Substance abuse at the drug store
"Dai, I need
two strips of T. or Cl."
"Which would you like?"
"Is there much of a
difference?"
"T's milder, it's only 10 mg. C's a minimum dose of 25mg, it's
more effective."
"Okay, I have a feeling my grandmother will be needing the
one with the higher dose. Could you get 20 ready for me, I'll come back later? "
"Of course, no problem."
" Didi, two packs of I. and one tab of A. 10 please."
" Anxit 10? You
don't get those, bahini, you get them in .25 and .5-which do you want?"
"
Oh, okay, the .25 ones."
" There you go, nani. Twenty Rupees, 18, with the
discount."
These aren't comic extracts from a junkie's biography. This is me in
medicine shops in the Valley. The medicines in question are sleeping tablets,
treatment for tachycardia and palpatations and anti-anxiety pills. And I got
them, no inconvenience, without a confirmation call to my doctor (or my
grandmother's, for that matter) without even having to show a prescription.
Since the turn of the last century, the use of drugs for medicinal
purposes has become a topic under constant, heated debate. Many popular opiates
and stimulants have been declared addictive, some illegal. Heroin in cough
syrup, morphine in infant pacifiers, cocaine as a cure for depression have all
been replaced.
But legal nicotine isn't less addictive than the illegal
heroin, it is just available outside the black market. Addictions aren't just
physical, they are psychological and prescribed medication requires verification
because the medicines being supplied are still drugs. They can cause major
withdrawal symptoms and many of them are highly addictive.
It may be
entirely up to individuals if they want to become addicted. But 90 percent of
Nepal's population is still under the poverty threshold, half are illiterate.
Health facilities, when available, are rarely accessible and there is a lack of
awareness in the general population that puts a lot of citizens entirely at the
mercy of their doctors and pharmacists. People don't check expiry dates. They
can't take their own temperature. They don't get check-ups regularly, they see
doctors only after their health has deteriorated significantly, and they stop
treatment as soon as superficial symptoms seem to go.
When people don't
know that painkillers are not substitutes for paracetamols, how can figures of
authority allow them to decide, on their own, what their dose of sleeping
tablets should be? How can they give an adolescent (who evidently doesn't know
the constituents of the medicine she is buying) two strips of anti-anxiety
pills, no questions asked?
What makes this availability more frightening
is that many 'educated' people are abusing medicine for recreational purposes.
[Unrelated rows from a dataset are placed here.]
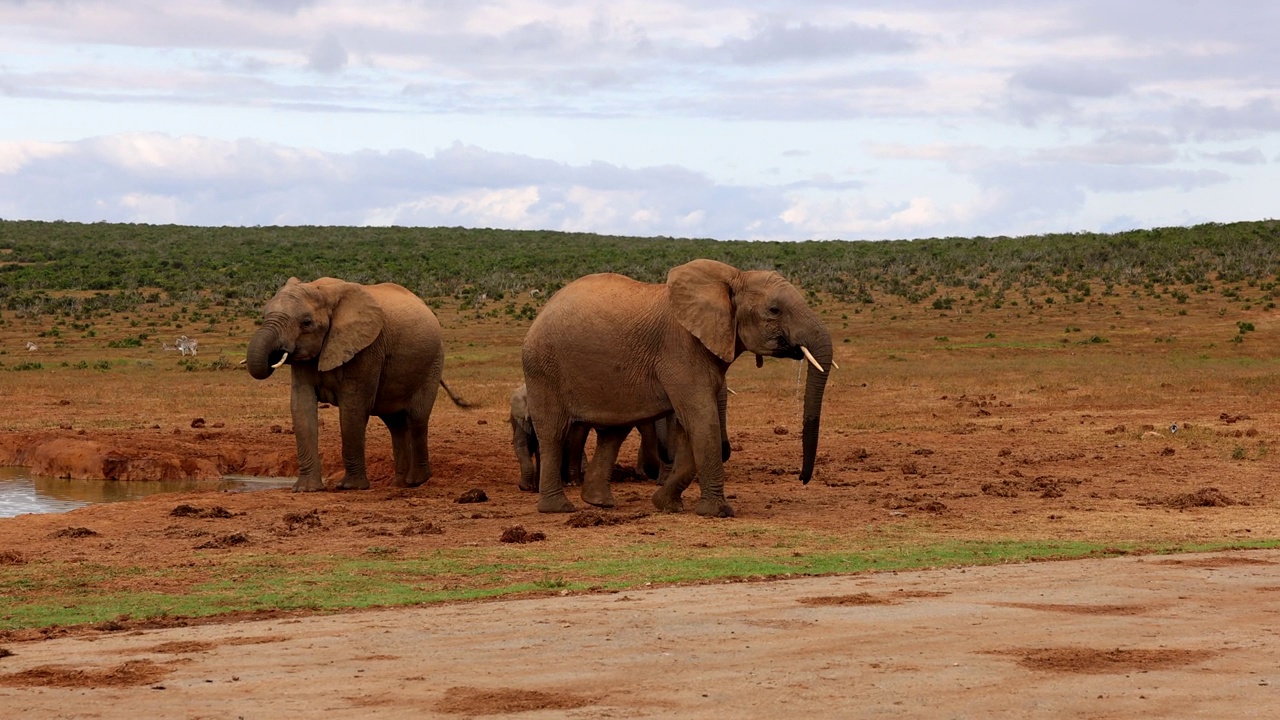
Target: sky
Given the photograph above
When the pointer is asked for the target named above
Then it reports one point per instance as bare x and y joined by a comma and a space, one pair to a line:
745, 119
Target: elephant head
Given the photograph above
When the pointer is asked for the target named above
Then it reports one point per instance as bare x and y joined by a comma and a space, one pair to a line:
327, 320
734, 311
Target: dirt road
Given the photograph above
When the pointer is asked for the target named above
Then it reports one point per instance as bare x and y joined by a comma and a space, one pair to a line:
1188, 636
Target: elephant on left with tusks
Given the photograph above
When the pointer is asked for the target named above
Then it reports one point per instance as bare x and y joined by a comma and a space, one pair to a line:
370, 350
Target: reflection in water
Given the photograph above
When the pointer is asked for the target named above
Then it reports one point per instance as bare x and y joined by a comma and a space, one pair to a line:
22, 492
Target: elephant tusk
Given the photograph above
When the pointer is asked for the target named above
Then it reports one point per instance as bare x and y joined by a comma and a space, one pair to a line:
810, 358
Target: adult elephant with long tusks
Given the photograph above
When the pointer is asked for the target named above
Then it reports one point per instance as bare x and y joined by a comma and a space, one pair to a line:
612, 351
370, 350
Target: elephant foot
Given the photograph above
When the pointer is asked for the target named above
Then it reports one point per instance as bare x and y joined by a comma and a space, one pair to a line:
599, 499
352, 483
714, 507
554, 504
667, 504
309, 484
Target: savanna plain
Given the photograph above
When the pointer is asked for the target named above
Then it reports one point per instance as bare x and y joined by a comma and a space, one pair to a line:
1056, 500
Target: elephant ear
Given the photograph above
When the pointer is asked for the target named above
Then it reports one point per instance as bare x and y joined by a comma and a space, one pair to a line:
355, 320
703, 304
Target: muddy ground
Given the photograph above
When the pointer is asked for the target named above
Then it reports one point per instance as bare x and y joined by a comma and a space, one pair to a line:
949, 437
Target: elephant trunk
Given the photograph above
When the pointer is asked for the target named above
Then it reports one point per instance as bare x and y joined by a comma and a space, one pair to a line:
816, 383
264, 350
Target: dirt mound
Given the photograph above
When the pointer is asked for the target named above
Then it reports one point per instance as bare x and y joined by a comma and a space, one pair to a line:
478, 701
126, 674
1100, 661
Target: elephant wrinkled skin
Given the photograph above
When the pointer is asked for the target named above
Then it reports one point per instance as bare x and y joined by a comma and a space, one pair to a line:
611, 351
369, 350
650, 459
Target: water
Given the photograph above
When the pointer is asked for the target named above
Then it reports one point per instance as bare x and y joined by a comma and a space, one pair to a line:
22, 492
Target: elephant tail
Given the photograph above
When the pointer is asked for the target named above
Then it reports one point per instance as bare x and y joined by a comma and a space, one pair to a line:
456, 400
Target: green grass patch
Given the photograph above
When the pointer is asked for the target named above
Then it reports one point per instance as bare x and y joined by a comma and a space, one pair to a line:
64, 593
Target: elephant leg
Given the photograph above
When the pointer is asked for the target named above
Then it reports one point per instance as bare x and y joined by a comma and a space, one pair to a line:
398, 425
551, 456
419, 417
575, 455
306, 434
702, 432
595, 488
525, 443
679, 474
353, 422
648, 460
722, 406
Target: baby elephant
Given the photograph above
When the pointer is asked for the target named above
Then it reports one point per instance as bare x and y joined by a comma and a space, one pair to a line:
650, 458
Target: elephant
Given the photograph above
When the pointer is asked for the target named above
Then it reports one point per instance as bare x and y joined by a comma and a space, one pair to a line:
612, 351
370, 350
650, 458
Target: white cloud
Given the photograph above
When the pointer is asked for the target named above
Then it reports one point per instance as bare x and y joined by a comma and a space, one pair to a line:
730, 119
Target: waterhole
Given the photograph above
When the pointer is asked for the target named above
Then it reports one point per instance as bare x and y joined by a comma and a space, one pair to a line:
21, 492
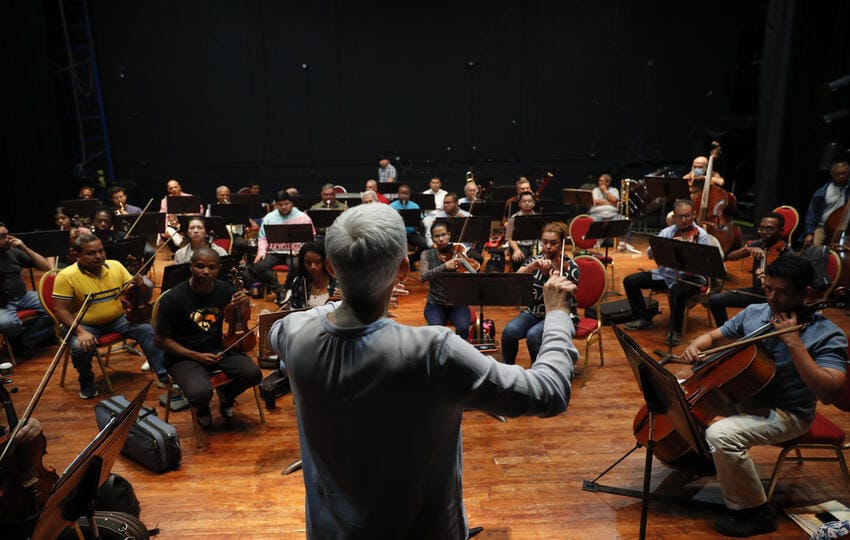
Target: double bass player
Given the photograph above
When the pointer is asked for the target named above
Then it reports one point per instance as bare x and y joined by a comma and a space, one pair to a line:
810, 366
Teenagers down bottles of cough syrup, boys take oestrogen pills for a high,
exhausted workaholics are hooked on anti-depressants. There are hypochondriacs
who swear they haven't been able to sleep for the past 20 years without sleeping
pills.
We have come a long way since Hippocrates and his theories on
mania, melancholia, and phrenitis. Disorders, both somatoform and psychological,
are being studied, so they can be treated and not just controlled. To abuse
scientific findings that have cost plenty in terms of time, effort and lives, is
to jeopardise a future. A jeopardy that may not have a remedy.